Functionally, those two circuits describe the same behavior in verilog, so I think there should be no difference.
However you should generally use the first style, as that is the one that is standard for writing synthesizable code, and most understandable by anyone else reading your code. The latter style, while describing the correct behavior, may confuse some synthesizers that don't expect to see clocks that are both sensitive to positive and negative edge.
The two blocks are VERY different.
The top one gives you a flip-flop while the bottom one gives you a latch with a multiplexer with the CLK as the select signal.
The critical difference between the two blocks is that the top one is a synchronous block i.e. the posedge clk part while the bottom one is asynchronous with the CLK level, not edge.
A verilog simulator could do left-hand sampling of CLK, effectively making the the case(CLK) version the same as a negedge CLK flop.
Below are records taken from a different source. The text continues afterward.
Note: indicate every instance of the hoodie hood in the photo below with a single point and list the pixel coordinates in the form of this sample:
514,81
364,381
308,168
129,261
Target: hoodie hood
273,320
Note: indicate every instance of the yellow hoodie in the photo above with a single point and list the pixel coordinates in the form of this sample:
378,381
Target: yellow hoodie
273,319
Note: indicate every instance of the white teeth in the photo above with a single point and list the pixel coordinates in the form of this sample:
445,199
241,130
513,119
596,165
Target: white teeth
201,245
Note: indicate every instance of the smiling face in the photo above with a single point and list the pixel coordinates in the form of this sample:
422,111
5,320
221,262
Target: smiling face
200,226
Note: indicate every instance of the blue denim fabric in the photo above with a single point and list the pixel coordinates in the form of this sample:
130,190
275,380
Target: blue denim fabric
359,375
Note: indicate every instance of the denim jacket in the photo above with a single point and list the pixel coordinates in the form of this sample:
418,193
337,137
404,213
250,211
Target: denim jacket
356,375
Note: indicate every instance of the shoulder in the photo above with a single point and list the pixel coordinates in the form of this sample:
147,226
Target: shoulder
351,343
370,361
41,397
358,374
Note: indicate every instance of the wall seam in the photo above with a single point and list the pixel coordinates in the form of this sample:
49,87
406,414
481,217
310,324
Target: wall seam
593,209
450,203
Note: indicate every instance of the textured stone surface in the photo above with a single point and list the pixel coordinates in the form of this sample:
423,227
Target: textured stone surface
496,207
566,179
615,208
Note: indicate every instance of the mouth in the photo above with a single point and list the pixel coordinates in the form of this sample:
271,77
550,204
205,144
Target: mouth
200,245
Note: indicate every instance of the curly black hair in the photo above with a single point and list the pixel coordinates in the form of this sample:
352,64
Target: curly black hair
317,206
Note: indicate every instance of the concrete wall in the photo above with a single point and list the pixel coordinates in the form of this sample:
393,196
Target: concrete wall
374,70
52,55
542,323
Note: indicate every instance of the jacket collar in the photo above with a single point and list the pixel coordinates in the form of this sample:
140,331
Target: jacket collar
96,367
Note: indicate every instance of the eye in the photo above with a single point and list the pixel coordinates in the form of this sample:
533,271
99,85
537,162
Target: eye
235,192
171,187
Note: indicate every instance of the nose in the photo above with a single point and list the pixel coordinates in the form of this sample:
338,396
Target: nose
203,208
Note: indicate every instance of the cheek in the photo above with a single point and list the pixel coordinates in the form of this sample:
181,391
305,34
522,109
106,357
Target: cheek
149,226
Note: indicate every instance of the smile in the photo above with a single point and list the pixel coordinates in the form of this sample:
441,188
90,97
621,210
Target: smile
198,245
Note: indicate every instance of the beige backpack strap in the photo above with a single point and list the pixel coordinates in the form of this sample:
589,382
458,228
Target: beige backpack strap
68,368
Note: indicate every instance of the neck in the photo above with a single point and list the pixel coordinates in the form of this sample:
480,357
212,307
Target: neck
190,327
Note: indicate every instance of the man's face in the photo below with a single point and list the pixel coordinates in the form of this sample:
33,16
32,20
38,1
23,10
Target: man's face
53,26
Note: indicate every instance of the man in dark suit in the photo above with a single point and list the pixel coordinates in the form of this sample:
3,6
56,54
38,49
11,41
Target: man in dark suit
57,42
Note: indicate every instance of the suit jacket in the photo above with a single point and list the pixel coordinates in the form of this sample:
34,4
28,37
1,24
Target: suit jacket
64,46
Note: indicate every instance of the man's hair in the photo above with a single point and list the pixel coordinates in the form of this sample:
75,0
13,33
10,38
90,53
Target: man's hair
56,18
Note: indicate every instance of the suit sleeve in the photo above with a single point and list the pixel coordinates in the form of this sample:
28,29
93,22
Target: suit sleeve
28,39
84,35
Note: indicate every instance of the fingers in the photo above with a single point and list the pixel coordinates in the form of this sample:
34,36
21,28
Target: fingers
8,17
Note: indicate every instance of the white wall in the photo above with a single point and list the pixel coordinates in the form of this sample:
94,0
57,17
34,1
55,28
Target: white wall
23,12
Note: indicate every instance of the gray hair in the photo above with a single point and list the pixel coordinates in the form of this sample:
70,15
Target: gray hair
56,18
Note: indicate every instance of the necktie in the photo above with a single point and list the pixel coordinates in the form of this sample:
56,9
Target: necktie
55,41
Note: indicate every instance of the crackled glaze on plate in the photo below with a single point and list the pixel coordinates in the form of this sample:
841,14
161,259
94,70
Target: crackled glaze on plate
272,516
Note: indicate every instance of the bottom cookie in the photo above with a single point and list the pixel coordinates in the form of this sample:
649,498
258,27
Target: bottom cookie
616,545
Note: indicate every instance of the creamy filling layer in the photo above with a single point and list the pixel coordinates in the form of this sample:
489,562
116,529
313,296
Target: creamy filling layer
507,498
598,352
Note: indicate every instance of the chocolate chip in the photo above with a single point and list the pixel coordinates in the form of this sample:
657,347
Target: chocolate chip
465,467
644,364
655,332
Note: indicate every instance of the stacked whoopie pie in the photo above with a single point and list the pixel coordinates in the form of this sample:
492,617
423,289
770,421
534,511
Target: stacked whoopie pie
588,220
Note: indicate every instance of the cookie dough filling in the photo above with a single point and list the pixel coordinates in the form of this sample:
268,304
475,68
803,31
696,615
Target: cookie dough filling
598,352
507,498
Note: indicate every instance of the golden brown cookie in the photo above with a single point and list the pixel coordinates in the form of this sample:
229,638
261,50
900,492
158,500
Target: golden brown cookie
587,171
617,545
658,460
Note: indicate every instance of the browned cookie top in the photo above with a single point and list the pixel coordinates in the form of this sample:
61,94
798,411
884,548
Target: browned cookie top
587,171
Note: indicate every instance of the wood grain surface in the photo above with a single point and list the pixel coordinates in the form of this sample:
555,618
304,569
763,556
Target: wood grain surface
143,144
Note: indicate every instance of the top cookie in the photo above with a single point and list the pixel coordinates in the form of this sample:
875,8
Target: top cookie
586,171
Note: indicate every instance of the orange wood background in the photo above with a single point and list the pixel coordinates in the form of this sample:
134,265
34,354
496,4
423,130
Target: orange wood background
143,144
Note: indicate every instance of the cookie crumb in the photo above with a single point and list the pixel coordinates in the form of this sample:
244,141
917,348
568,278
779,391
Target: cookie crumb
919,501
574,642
Otherwise the simulator will treat it like a posedge CLK flop. It really depends how it is handled in the scheduler of specific simulator (or how a particular synthesizer will process it).
The most common codding styles all use the first condition. It is explicitly clear to the synthesizer and anyone reading the code that state is intended to be a flip-flop with a positive edge clocking trigger.
There is also a simulation performance differences. The posedge CLK performances 2 CPU operations every clock period, while the case(CLK) will perform 6 CPU operations every clock period. Granted in this example the differences is insignificance, but in large designs the poor coding used everywhere will add up to hours of simulation time wasted.